Pegged in at 10.5% for January 2012, food inflation is expected to settle to around 4% over the next few months, but measures are required to lower this, Rein told FoodNavigator-Asia.
Overall inflation in the country is decreasing, he said, adding that it is just the food sector that is experiencing rising prices.
The increases have been informed by government crackdowns aimed at ensuring food safety and quality - with subsequent company closures and pressure to fulfill production standards proving costly for local manufacturers, said Rein.
The costs are then being reflected in end product prices, added the analyst.
In 2011, around 2,000 arrests were made and about 4,000 companies closed in the regulatory offensive, with half of China’s dairies closed.
“When 50% of dairies were shut last year, this caused a spike in the price of dairy products in China as there were fewer companies producing,” he noted.
Consumers are also wealthier and willing to spend more money on food and beverages that are better quality and safer, he said, and the market is playing into this and hiking prices.
China’s government has tried to offset this price inflation by increasing minimum wages, Rein said, which to an extent has worked as wages are rising faster than food prices. However, more needs to be done, he noted.
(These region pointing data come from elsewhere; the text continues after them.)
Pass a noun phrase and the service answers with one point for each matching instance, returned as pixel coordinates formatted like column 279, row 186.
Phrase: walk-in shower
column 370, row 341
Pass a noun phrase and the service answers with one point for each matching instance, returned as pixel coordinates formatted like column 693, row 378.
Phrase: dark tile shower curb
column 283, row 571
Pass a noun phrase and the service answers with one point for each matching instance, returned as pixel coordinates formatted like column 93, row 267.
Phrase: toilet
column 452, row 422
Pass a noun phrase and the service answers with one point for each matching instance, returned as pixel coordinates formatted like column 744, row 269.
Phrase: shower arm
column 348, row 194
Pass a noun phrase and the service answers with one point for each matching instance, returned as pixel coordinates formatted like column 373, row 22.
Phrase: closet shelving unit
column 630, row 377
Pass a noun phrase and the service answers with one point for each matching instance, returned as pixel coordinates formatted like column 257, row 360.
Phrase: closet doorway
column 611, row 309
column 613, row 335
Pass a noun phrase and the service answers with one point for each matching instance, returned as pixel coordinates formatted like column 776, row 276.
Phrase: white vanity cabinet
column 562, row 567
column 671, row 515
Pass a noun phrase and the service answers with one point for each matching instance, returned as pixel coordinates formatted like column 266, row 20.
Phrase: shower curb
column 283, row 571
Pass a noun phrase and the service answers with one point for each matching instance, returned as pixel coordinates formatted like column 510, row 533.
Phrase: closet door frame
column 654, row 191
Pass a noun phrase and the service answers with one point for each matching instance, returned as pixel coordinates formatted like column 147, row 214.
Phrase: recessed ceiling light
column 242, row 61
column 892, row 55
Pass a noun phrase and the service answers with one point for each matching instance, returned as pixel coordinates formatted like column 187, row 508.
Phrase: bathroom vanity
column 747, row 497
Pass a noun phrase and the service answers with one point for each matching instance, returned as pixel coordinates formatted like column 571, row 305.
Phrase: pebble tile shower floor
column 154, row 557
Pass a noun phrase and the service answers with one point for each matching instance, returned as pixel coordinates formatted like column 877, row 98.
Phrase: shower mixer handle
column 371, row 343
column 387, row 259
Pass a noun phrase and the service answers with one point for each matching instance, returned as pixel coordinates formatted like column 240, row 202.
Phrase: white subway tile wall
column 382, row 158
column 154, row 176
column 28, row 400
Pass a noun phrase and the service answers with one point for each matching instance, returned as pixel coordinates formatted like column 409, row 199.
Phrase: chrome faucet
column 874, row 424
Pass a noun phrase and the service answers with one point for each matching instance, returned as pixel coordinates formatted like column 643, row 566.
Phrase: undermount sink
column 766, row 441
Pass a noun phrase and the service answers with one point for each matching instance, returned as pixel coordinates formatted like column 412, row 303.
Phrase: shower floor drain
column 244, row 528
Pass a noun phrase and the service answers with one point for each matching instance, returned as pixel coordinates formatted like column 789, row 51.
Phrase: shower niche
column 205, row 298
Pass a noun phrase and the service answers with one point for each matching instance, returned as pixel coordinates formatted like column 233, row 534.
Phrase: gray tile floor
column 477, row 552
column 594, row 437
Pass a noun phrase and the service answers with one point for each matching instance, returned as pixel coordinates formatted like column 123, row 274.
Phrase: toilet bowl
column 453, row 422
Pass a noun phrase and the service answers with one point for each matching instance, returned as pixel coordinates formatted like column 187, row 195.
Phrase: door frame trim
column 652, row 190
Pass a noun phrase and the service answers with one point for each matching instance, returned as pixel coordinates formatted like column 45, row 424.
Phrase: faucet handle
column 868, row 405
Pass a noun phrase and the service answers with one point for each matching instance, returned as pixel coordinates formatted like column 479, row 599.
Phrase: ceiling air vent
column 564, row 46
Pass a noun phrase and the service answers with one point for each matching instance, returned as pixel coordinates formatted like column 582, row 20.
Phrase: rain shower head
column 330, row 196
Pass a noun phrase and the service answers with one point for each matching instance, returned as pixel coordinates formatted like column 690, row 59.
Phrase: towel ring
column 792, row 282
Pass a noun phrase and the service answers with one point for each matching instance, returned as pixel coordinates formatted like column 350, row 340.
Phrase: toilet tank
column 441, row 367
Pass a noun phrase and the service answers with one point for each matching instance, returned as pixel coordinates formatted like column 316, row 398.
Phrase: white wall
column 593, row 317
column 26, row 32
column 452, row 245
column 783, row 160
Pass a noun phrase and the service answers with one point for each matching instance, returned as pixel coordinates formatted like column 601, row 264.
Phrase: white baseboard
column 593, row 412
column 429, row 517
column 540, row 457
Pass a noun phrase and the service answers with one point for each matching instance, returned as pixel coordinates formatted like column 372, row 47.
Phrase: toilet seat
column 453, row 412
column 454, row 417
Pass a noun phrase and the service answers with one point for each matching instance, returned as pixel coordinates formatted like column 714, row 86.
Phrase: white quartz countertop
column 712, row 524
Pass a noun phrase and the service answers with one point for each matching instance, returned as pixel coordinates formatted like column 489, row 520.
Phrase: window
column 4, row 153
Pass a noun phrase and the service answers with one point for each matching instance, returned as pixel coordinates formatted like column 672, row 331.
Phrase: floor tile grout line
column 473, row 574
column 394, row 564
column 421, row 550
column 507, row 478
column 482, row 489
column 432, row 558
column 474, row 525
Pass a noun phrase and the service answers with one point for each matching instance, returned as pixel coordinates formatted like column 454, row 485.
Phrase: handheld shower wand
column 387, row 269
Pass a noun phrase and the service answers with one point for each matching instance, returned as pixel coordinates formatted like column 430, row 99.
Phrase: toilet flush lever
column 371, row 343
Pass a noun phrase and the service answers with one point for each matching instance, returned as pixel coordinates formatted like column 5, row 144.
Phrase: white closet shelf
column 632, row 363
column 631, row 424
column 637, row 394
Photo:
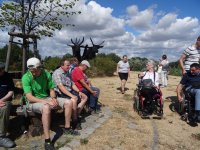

“Food inflation is a government concern – they go know that it is an issue that needs to be addressed, but it will require a fine balance to stabilize it,” he continued.
“Take Vietnam for example, inflation has been rising by 20% each year for the past few and this is just unsustainable. China shouldn’t go that way,” Rein said.
Chinese consumption and spending trends will begin to impact global markets, said Rein.
He cited the fact that China is importing more pork and other food products from the US and forcing farmers to adapt products to suit Chinese consumer preferences.